The Sinking City
…a conceptually strong title that suffers far too much at the hands of execution.
The legacy of Howard Phillips Lovecraft looms large over incalculably huge swaths of popular culture. Books, movies, comics, video games, inexplicably cute toys for kids – HP has had a clammy-palmed influence on it all – which is impressive for a bloke who died in 1937. The latest video game to attempt to capture the uneasy horror and sense of dread from Lovecraft’s writing is The Sinking City from developer Frogwares, and while it’s a valiant effort, it also has some serious problems.
The Sinking City takes place in the isolated fishing town of Oakmont, Massachusetts, in the 1920s and is one of the more evocative video game locations in recent memory. You play as Charles Reed, a war veteran turned private investigator who is attempting to find the source of the vivid nightmares that assail him with terrifying regularity. As generic as the player character is, the town skews much more interesting. There are old families, racial tensions with the Innsmouthers, mysteries abound, unexplained murders and madness creeping into everyday life. It’s some classic Lovecraft gear and while the more prolific dialogue is let down by sporadically shonky voice acting, HP enthusiasts will be delighted by the various deep dives (literal and figurative) into the old master’s lore.
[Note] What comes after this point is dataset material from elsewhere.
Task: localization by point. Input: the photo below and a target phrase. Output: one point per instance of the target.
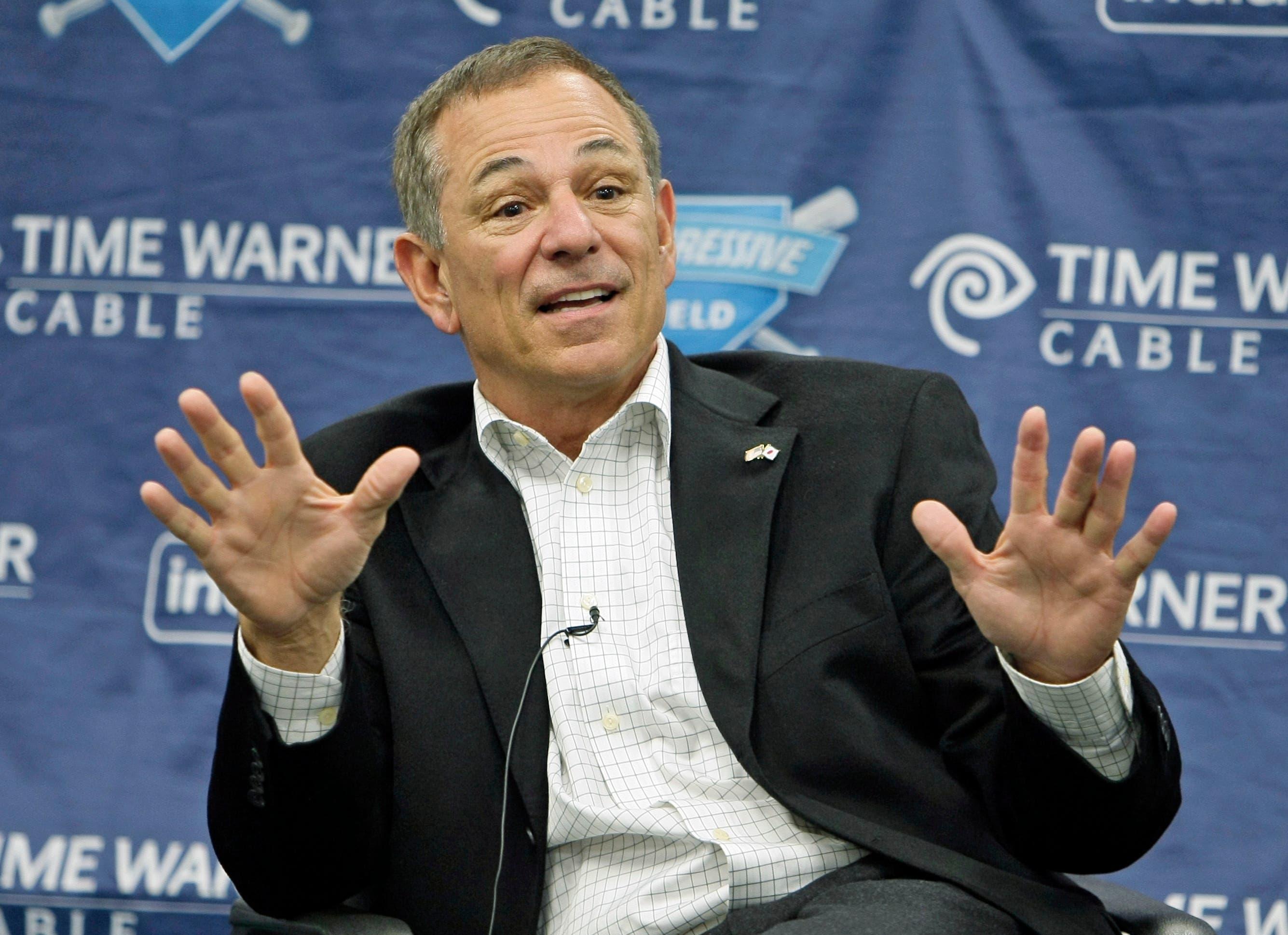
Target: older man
(791, 718)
All good so far. Unfortunately, where The Sinking City runs into trouble (over and over again) is with the technical aspects of the game. Walking around the city in third person is adequate but combat is an unresponsive mess. The graphics look decent when nothing’s going on, but move that camera even an inch and get ready to see a bonanza of screen tearing, which is to say nothing of the clipping, pop in and slow down that will occur often and enthusiastically. No one of these elements is enough to completely ruin the atmosphere, but when they all start happening together the spell is broken.
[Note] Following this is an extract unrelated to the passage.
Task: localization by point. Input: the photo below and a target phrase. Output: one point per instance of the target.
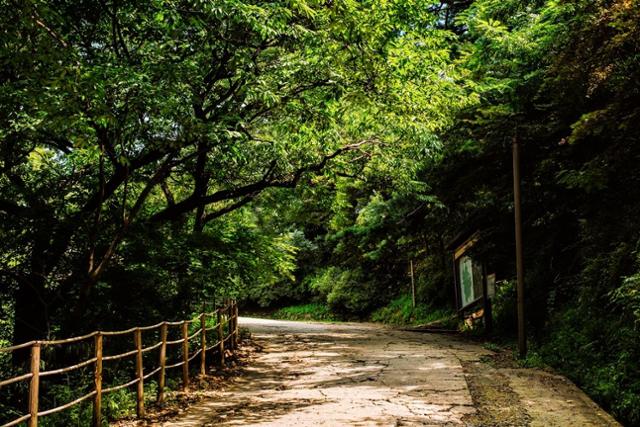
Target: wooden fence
(227, 315)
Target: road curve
(319, 374)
It’s a pity too, because there are so solid ideas with the investigation aspects of the game, a Hannibal-esque “mind palace” is a great way to explore the various clues you’ve picked up, but it’s not enough to get past all the irritations that show their ugly little faces all too often.
Ultimately, The Sinking City is a conceptually strong title that suffers far too much at the hands of execution. All the bugs in the world won’t ruin the experience for the truly obsessive Lovecraft fan, but for the rest of us this eldritch horror needed a little more time being developed by The Old Ones.